Em tempos mais recentes, a disputa pela localização de mais estruturas governamentais se acirrou, ainda com a vantagem para Cuité, que ganhou a Universidade, o Nono Batalhão da PM, a Companhia do Corpo de Bombeiros e o primeiro museu antropológico. Restou para Picuí o IFPB e com outras pequenas conquistas.

Picuí já teve um juiz nascido em Cuité (Dr. Antônio de Pádua Montenegro), mas Cuité também teve o seu juiz picuiense (Dr. Edailton Medeiros), e nossa comarca tem “mais prestígio” por ser de segunda entrância.

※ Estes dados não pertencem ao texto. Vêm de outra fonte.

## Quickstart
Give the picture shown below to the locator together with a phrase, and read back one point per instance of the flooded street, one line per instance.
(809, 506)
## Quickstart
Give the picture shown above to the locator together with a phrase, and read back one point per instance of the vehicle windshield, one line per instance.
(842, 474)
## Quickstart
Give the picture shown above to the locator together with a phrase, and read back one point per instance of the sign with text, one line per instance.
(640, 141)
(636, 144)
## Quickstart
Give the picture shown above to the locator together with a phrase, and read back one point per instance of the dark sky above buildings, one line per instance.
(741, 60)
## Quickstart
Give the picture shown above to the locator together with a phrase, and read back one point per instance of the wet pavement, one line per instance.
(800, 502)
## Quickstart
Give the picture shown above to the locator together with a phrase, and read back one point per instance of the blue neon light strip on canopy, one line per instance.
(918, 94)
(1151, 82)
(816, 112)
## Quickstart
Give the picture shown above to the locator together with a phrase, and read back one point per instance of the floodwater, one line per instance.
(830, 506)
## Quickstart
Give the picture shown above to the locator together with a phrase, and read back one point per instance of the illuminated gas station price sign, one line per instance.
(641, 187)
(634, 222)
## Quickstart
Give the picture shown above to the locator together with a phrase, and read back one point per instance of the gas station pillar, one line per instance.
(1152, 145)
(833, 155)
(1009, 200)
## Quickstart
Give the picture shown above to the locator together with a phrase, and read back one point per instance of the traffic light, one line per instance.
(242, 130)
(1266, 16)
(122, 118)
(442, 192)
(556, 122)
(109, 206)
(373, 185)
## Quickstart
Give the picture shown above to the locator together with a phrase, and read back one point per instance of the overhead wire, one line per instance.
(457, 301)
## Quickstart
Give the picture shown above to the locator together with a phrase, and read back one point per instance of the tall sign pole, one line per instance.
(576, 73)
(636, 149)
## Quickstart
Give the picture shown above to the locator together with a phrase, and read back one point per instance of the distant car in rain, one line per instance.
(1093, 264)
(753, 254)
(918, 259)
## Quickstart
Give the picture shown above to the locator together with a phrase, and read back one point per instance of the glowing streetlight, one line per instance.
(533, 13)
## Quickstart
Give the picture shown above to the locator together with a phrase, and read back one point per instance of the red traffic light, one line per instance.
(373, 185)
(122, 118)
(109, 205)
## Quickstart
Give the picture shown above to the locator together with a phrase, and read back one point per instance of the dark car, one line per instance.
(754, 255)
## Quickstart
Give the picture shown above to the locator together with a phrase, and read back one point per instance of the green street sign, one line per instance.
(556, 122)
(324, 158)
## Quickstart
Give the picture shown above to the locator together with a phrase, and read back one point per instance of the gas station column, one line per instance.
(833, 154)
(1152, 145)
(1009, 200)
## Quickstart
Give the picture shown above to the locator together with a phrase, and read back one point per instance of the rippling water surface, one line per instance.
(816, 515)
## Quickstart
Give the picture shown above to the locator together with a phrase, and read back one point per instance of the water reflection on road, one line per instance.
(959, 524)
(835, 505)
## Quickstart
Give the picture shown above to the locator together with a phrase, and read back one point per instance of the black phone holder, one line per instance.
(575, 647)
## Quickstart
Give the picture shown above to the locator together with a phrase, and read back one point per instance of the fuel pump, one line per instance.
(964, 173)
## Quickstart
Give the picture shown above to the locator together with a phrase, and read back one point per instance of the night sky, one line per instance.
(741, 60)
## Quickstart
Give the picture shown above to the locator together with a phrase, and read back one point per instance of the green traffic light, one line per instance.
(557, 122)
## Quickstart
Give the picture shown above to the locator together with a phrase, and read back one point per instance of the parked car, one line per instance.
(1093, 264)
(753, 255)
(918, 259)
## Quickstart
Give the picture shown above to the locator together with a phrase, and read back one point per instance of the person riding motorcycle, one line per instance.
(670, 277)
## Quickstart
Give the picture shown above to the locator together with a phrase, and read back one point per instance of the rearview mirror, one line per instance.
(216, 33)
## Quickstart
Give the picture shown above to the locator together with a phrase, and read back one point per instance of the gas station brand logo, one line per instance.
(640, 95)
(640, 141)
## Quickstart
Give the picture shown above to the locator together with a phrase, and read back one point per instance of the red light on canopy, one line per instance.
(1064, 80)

Quando vamos pensar nos párocos, a vantagem é nossa, pois nunca tivemos um padre cuiteense, enquanto Cuité teve por muitos anos o nosso Padre Barros como seu líder espiritual.

Para nós, picuienses, vencemos (claro, há controvérsias) no tamanho e na variedade do comércio, na animação das ruas, nos esportes em geral, nos talentos musicais e artísticos, na maior capacidade de juntar capitais, no calor humano, na maior produção agrícola e mineral e no empreendedorismo (esse último aspecto é importantíssimo, pois nenhuma sociedade pode avançar com fracos indicadores econômicos).

Há quem diga que essa vantagem atual de Cuité em infraestrutura à união circunstancial das famílias dominantes da cidade quando as demandas implicam reais vantagens, sendo que esse espírito fraterno de união raramente se reflete em nossa elite política, que fica pulverizada e enfraquecida quando está em jogo a vinda de benefícios governamentais.

Os limites municipais de Cuité e Picuí tem recebido cortes devidos às emancipações das últimas décadas, mas curiosamente ambas mantem uma certa paridade populacional, política e econômica que indicam uma continuidade nessa disputa do bem, sem violência, onde o final sempre resulta no maior benefício para as suas populações. No fundo, somos todos iguais, sejamos picuienses ou cuiteenses, mas pela maior proximidade entre nós, somos muito mais que irmãos.